Saving the environment will take every single bit of effort one can make, and a joint effort by scientists and designers is hoping to play its part in cleaning the oceans with a revolutionary new bikini design. Engineers from University of California, Riverside, have partnered with Eray/Carbajo, a design firm, to create an environmentally-friendly 3D-printed swimming suit called the Sponge Suit.
According to University of California, Riverside, the Sponge Suit is made of a carbon-based material they are calling ‘The Sponge’ which repels water while absorbing harmful contaminants. The design won first place at RESHAPE’s 2015 Wearable Technology competition.
Derived from heated sucrose, a form of sugar, The Sponge has a highly porous structure and is thought to be able to absorb “everything but water” and hold up to 25 times its own weight.
The innovative concept was designed by professor Mihri Ozkan and her husband, fellow electrical engineering professor Cengiz Ozkan, along with Ph.D. students Daisy Patino and Hamed Bay. Design studio Eray/Carbajo then transformed the idea into a wearable swimsuit; the design team, consisting of Pinar Guvenc, Inanc Eray and Gonzalo Carbajo, worked with Ozkan at her laboratory, designing the biking swimsuit around the professor’s concepts.
“The form of the Sponge Suit is inspired by the super-porous, mesh-like structure of the Sponge material. The final form of the 3D print shell was obtained through the various iterations of the same undulating form,” the team wrote. “The filler amount and the allocation were identified by creating several design alternatives, considering the form and the ergonomics of the human body, while pushing the limits in translucent swimwear design.”
The final product is made of the Sponge insert and a 3D-printed frame from a flexible plastic called elastomer. It weighs just 1.9oz, with a surface area of 38.75 square inches, and a thickness of 2mm. The Sponge insert can be reused up to 20 times without losing its absorbency, with the contaminants staying trapped in the pores of the material and not coming into contact with the wearer’s skin.

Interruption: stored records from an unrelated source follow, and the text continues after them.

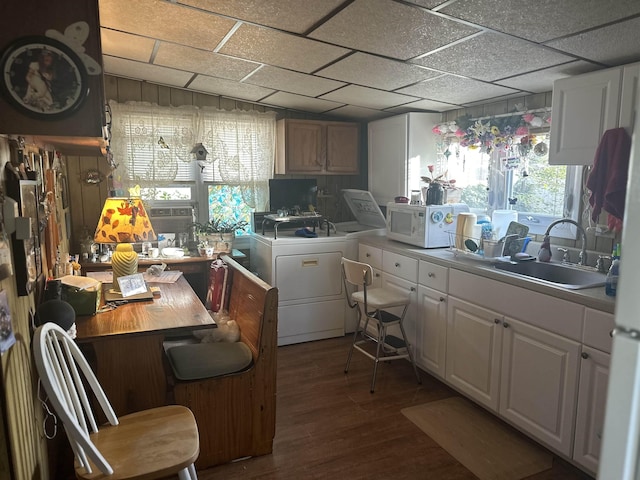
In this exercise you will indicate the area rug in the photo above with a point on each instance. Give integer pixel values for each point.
(487, 447)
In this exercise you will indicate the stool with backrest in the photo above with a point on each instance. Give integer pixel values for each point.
(150, 444)
(373, 305)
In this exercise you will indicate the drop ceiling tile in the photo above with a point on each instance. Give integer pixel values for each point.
(614, 45)
(542, 80)
(292, 82)
(228, 88)
(300, 102)
(124, 45)
(424, 105)
(491, 56)
(144, 71)
(390, 29)
(280, 49)
(542, 20)
(376, 72)
(291, 15)
(455, 90)
(353, 112)
(165, 21)
(367, 97)
(202, 61)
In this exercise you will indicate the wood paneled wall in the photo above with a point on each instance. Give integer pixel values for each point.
(22, 443)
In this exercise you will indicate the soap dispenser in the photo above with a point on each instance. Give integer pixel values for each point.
(544, 254)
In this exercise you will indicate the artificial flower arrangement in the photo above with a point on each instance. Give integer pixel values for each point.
(496, 133)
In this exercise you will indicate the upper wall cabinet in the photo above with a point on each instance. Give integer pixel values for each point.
(313, 147)
(585, 106)
(51, 61)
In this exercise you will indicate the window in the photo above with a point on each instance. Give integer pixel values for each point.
(152, 147)
(518, 178)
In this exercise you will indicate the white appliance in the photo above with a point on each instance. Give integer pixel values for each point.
(400, 149)
(619, 455)
(426, 226)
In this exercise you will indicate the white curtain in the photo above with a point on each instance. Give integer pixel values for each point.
(151, 146)
(241, 147)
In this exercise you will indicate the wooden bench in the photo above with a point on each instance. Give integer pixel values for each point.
(236, 412)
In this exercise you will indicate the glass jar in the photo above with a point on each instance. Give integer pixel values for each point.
(435, 194)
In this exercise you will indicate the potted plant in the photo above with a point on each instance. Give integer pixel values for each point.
(218, 233)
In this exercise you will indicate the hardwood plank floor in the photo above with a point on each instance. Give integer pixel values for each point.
(329, 425)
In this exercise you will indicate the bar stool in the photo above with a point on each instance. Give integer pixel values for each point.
(372, 305)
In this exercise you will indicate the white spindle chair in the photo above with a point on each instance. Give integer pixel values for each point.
(149, 444)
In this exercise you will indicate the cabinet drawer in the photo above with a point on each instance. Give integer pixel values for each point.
(370, 255)
(597, 329)
(400, 266)
(433, 276)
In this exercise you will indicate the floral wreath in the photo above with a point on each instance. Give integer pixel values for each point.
(495, 133)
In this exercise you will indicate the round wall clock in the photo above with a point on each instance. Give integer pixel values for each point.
(43, 77)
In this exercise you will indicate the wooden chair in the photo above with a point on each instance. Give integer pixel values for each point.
(150, 444)
(373, 306)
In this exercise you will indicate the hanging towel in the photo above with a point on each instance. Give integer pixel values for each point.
(608, 178)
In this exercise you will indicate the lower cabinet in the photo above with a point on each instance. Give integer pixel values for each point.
(527, 375)
(592, 396)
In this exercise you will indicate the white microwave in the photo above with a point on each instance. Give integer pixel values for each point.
(426, 226)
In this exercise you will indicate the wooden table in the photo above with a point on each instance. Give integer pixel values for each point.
(125, 344)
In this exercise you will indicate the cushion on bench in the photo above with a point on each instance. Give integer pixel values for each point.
(206, 360)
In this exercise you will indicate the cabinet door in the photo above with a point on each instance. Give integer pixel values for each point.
(409, 288)
(539, 383)
(474, 336)
(630, 78)
(342, 148)
(592, 396)
(583, 108)
(431, 330)
(305, 148)
(388, 158)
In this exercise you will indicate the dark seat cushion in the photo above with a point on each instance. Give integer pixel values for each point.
(206, 360)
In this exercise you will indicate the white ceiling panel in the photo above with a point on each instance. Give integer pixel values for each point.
(376, 72)
(296, 16)
(145, 71)
(229, 88)
(280, 49)
(389, 29)
(367, 97)
(293, 82)
(300, 102)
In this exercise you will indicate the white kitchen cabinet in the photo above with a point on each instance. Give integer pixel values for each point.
(474, 350)
(431, 318)
(400, 148)
(592, 393)
(539, 381)
(585, 106)
(592, 397)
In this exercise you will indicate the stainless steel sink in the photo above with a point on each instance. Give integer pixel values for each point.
(557, 274)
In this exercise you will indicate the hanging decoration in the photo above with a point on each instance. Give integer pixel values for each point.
(501, 132)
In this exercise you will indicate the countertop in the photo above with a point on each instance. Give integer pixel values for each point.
(590, 297)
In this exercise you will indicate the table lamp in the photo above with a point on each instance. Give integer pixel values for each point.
(124, 221)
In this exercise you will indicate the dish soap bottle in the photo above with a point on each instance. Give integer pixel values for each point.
(611, 284)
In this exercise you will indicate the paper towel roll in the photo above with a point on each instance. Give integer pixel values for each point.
(464, 228)
(501, 220)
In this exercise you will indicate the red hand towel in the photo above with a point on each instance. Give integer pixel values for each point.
(608, 178)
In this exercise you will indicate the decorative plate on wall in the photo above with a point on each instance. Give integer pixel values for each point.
(43, 78)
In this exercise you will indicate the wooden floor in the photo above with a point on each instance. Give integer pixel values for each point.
(330, 427)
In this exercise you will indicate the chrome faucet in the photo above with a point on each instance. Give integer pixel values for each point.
(582, 259)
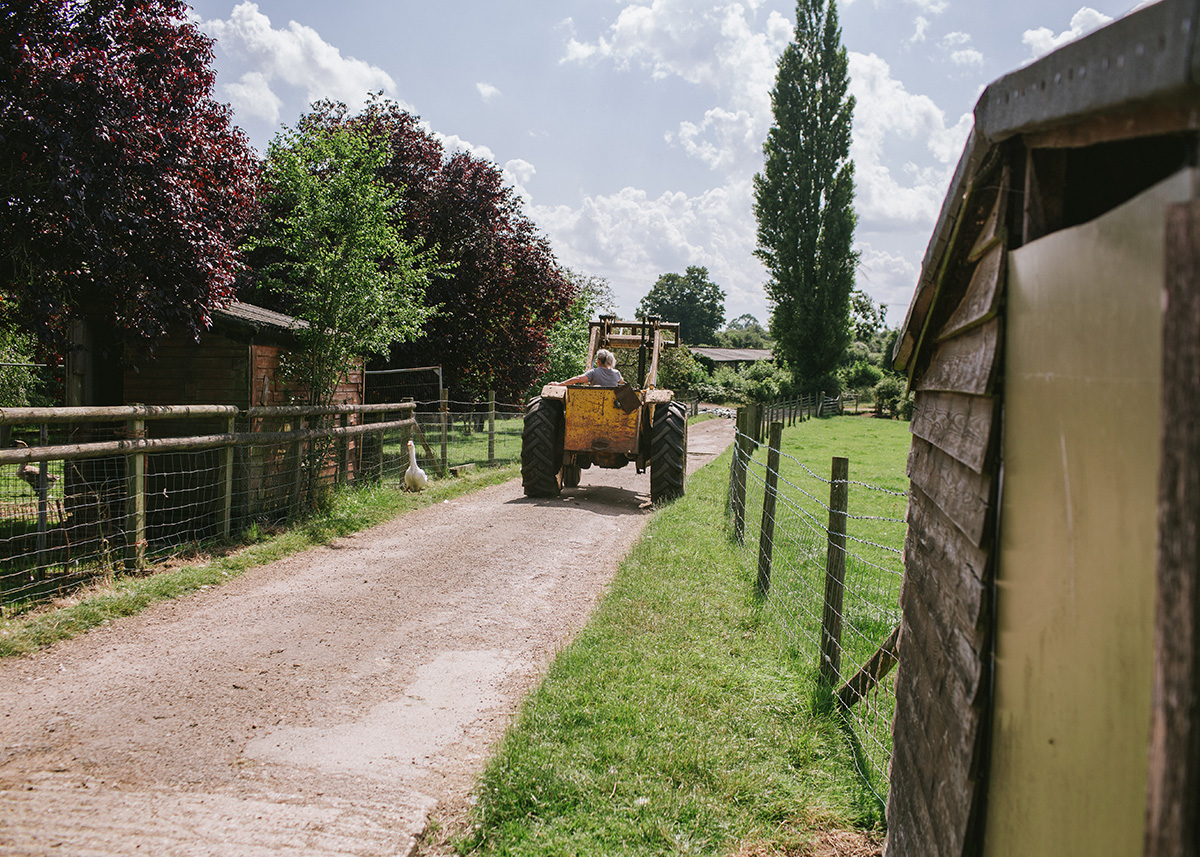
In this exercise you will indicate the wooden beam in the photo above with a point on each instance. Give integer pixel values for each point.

Additionally, the Sponge material will only release the contaminants it has absorbed when it’s heated to temperatures above 1,832 degrees Fahrenheit. The innovators and designers of the Sponge Suit believe that it would be relatively inexpensive to mass produce. “The Sponge itself is highly cost-efficient with the main precursor being sugar. The per-gram-cost is roughly 15 cents, a reducible cost when achieving economies of scale,” the team says.
“This design can be developed into different outfits: bathing suits, mayokini, swimming caps. Reprogrammability, recyclability, and affordability are intriguing properties of the technology, allowing room for further research and development in clean-tech wearable. We aim for a future where everyone, with any shape and form of swimming outfit, can contribute to the cleanliness of the seas by a sports activity or simply a leisurely summer vacation,” they say on the possible future of the environmentally-friendly bikini.
While experts are understandably skeptical about the effectiveness of the invention, wondering whether there would be enough wearers for the garment to make a real difference, they do not exclude cautious optimism. Chelsea Rochman, a marine ecologist and expert in ecotoxicology at University of California, Davis, says the success of the Sponge Suit will depend on how well the biking soaks up pollutants relative to other items already used in the ocean for similar purposes, such as foam surfboards and boogie boards.
The marine ecologist believes every little bit helps with cleaning the oceans, given the sheer magnitude of the problem. “It’s worth a try,” she says, “if it’s actually safe and there are healthy ways to dispose of it that make sense for waste management.”